Escuela infantil Dumbo, donde han llegado a vivir veinte okupas. / Marta G. Brea
Los okupas no solo se meten en casas o pisos. Lo cierto es que vigilan prácticamente cualquier tipo de inmueble para, en caso de estar vacío, poder entrar en él a vivir. Es lo que ha ocurrido en la calle Couto San Honorato. Concretamente, veinte okupas llevaban varios meses residiendo en la escuela infantil Dumbo, cerrada ya desde hace unos años. Estos inquilinos irregulares pasaban los días entre las cunas, los libros infantiles y las mesas y las sillas para los niños que estudiaron allí. Y, además de vivir, también convirtieron el inmueble en un narcopiso, donde se trapicheaba y se vendía droga.
"Todos los que estaban allí eran toxicómanos, gente con antecedentes. Convirtieron la guardería en una naracovivienda", asegura Francisco Fernández, gerente de Desokupa 24 horas, la empresa que recuperó el inmueble tras ser contratada por la propietaria. Hay que señalar que la mediación entre los empleados de esta firma de desalojo exprés y los okupas fue cordial y sencilla y sin necesidad de llegar a ningún acuerdo económico. Les pidieron una semana para irse y se acabaron yendo sin poner problemas. Pero el interior, no obstante, ha quedado muy deteriorado y en unos niveles de insalubridad extremos. Tras recuperar el edificio, se procedió a tapiar todas las ventanas, a poner una cerradura nueva y a instalar una alarma, entre otras medidas, para evitar que otros okupas vuelvan a entrar.
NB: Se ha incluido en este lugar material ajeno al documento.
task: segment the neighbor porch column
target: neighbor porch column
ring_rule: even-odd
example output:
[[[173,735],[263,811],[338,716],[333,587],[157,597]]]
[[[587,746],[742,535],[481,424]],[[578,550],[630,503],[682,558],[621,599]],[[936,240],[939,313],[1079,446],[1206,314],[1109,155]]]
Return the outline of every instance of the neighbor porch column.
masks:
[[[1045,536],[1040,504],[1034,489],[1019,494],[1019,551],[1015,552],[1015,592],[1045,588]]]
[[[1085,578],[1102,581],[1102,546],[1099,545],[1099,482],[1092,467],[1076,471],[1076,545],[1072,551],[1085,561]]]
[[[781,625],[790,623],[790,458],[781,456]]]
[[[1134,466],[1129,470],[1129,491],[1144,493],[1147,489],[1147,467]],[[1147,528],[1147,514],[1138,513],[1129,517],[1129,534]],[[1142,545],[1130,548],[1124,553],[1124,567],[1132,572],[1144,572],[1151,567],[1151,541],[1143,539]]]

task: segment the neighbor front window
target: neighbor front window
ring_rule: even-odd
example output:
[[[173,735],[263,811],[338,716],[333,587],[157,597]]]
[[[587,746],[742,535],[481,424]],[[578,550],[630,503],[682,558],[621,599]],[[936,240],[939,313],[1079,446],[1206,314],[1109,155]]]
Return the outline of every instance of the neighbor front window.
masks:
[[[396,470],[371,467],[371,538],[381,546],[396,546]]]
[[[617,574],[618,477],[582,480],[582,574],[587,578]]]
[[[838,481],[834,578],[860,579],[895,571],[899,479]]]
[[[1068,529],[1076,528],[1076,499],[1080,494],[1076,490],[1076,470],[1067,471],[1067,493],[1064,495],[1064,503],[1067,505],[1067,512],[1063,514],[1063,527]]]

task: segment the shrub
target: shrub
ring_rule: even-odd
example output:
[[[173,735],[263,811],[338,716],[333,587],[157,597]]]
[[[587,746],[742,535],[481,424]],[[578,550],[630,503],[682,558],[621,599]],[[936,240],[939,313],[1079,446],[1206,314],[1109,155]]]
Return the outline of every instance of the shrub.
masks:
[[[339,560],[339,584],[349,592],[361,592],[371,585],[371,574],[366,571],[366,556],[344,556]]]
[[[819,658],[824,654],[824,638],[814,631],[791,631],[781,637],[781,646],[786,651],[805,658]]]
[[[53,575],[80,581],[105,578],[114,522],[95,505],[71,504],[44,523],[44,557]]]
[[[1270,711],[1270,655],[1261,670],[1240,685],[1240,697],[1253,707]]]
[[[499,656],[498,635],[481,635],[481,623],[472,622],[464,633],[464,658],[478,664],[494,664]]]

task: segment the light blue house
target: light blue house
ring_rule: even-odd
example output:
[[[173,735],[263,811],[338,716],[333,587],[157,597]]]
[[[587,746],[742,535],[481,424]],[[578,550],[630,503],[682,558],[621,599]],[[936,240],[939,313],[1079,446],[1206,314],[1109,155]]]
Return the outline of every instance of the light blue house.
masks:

Antes de contratar a la empresa de desalojo exprés, la propietaria interpuso una demanda judicial con el objetivo de intentar recuperar la vivienda, pero el proceso se alargó durante meses sin que nada se solucionase. Es más, al edificio de la antigua escuela infantil Dumbo llegaron varias cartas, algunas notificaciones judiciales, a nombre de uno de los okupas, que llegó a establecer allí su sede postal. Tras la espera, la dueña decidió contratar a Desokupa 24 horas, que opera a nivel nacional y cuenta en Vigo con una de sus sedes, a la que le abonó alrededor de 10.000 euros por la expulsión de los okupas y la recuperación del inmueble.

Tres de los okupas, antes de abandonar el inmueble. / FdV
Según pudo saber este periódico, la mayoría de los veinte inquilinos irregulares que estaban viviendo allí durante los últimos meses son personas muy conocidas del entorno del barrio de O Calvario, concretamente gente con problemas de drogadicción que suelen pedir dinero en las puertas de distintos supermercados y que han causado distintos incidentes en la zona peatonal de la calle Urzáiz, obligando a intervenir a agentes de la Policía Nacional que suelen patrullar por allí. Vecinos y comerciantes, precisamente, denuncian que de un tiempo a esta parte se ha incrementado de forma considerable el consumo y el trapicheo en la zona debido, especialmente, a la proliferación de narcopisos.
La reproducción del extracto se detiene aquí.